Macs Adventures can design tailor-made self-guided trips for solo walkers, couples and groups, with rest days as required. Prices start from £1,149 a person for 12 nights, and include accommodation, GPS routes, luggage transfer and taxis, if accommodation is off the route. Other firms offering self-guided Coast to Coast itineraries include Mickledore and Contours Holidays. If you want to book your own accommodation, Sherpavan and Packhorse both offer daily luggage transfers. Campers will need to book at designated campsites – wild camping isn’t allowed.
Because the route takes you from one side of England to the other, the best way to travel is by public transport. You can get a train to St Bees from London, via Carlisle. Robin Hood’s Bay doesn’t have a train station, so you’ll need to get a bus to Whitby or Scarborough for rail connections. If you drive, Packhorse offers secure car parking in Kirkby Stephen (about halfway) and offers transfers to St Bees and back from Robin Hood’s Bay.
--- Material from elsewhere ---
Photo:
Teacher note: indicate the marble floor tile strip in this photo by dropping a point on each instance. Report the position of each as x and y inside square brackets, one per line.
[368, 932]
Solo walkers should always let a friend or family member know the route they intend to take each day and roughly how long it will take. GPS navigation is easy to follow but reliant on your phone – take a map and compass for back-up and make sure you know how to use it. Stop and chat to any other hikers you meet. Not only is it nice to be sociable, but if you go missing people you’ve spoken to are more likely to remember what time and where they saw you. Pack an emergency foil blanket – these are cheap and lightweight and can keep you warm if you have to spend the night outside. Finally, know your limits. If you’ve never climbed a mountain before, it’s best to do it with someone else before you attempt a summit alone.